Final answer:
Using properties of cubes and algebraic manipulation, it's shown that there are no integer solutions for the equations m³ - n³ = 3 and m³ - n³ = 4 due to the fact that the differences in cubes of consecutive integers are larger than 3 and 4.
Step-by-step explanation:
To show that there are no integer solutions to the equations m³ − n³ = 3 and m³ − n³ = 4, we can use the properties of cubes of integers. For any two integers m and n, the difference m³ - n³ is also an integer. When considering two consecutive integers, their cubes have a difference that is larger than 3 or 4.
Let's consider the first equation m³ - n³ = 3. If n = m - 1, expanding the cubes gives us m³ - (m-1)³, which simplifies to 3m² - 3m + 1. This expression can never be equal to 3 for any integer value of m.

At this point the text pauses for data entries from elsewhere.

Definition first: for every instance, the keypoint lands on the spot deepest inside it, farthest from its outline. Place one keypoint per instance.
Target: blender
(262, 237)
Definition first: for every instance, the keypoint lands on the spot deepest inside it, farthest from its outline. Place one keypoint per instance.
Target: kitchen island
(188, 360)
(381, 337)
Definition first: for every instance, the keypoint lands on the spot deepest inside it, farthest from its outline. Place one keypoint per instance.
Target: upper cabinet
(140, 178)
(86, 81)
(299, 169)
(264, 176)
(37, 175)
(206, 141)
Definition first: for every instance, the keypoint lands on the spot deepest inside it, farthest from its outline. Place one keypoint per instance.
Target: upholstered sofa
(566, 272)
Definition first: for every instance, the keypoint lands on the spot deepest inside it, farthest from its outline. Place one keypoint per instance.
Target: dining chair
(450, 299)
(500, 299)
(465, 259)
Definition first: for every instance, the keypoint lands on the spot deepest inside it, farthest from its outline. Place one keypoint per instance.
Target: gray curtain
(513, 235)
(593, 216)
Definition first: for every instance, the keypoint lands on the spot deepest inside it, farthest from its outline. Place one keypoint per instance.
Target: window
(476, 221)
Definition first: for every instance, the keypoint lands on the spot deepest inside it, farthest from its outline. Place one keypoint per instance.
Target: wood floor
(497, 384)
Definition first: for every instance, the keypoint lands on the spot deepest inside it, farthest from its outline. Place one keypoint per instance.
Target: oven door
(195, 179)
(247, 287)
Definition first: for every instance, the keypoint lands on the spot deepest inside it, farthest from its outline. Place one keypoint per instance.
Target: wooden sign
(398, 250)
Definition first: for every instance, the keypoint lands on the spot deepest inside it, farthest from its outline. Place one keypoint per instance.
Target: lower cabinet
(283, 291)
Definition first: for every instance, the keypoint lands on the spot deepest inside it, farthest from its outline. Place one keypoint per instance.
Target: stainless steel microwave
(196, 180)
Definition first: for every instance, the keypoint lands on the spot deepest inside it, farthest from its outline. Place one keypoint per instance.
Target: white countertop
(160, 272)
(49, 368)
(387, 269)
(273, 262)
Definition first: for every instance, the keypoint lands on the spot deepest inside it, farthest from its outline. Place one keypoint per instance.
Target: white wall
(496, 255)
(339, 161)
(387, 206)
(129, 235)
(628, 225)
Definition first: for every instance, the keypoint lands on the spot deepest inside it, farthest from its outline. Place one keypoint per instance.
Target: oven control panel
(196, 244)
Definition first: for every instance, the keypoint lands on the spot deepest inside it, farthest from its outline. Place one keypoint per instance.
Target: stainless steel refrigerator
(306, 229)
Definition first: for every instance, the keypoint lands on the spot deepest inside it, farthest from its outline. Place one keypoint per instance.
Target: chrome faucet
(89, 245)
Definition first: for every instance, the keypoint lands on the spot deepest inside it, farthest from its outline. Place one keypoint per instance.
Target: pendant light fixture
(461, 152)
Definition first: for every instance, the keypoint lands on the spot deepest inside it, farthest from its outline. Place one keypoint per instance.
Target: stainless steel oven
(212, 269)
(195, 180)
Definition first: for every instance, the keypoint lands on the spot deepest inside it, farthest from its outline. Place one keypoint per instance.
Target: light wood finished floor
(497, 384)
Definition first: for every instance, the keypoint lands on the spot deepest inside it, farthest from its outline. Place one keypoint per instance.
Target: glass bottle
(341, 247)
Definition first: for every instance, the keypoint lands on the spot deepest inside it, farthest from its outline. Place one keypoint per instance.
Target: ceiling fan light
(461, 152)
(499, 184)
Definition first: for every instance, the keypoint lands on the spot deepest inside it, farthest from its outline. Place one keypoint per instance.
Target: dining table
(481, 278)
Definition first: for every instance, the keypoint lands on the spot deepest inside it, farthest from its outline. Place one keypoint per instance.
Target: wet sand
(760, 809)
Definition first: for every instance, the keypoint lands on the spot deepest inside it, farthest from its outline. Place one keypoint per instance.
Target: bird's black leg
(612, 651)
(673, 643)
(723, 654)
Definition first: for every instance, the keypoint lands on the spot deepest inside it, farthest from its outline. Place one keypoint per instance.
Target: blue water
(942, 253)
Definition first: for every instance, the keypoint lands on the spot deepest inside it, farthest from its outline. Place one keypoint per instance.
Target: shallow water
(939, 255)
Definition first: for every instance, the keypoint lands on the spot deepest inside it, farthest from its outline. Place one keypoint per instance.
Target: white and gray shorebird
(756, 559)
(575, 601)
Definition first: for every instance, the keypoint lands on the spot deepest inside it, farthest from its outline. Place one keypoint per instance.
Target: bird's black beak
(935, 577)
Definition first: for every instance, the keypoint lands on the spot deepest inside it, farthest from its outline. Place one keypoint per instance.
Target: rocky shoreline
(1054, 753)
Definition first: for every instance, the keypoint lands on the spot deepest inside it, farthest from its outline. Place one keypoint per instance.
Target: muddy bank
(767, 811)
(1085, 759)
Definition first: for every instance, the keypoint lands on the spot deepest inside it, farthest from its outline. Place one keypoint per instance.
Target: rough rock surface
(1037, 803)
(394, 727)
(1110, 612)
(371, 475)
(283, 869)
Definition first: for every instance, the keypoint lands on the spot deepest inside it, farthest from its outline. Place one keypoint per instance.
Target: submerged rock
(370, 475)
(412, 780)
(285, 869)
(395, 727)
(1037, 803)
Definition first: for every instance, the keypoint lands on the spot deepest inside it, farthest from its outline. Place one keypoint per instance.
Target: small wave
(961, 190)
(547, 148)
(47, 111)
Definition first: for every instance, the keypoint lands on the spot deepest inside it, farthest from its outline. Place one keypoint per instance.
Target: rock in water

Now, let's consider the second equation m³ - n³ = 4. Similarly, substituting n = m - 1 and expanding the cubes results in 3m² - 3m + 1, which can't equal 4 either. Additionally, for integer solutions, there's always an integer k such that n = m - k. The difference between their cubes will grow significantly larger than 4 as m increases. Thus, no integers m and n, where m > n, can satisfy m³ - n³ = 4.
Therefore, we conclude that there are no integer solutions for both equations.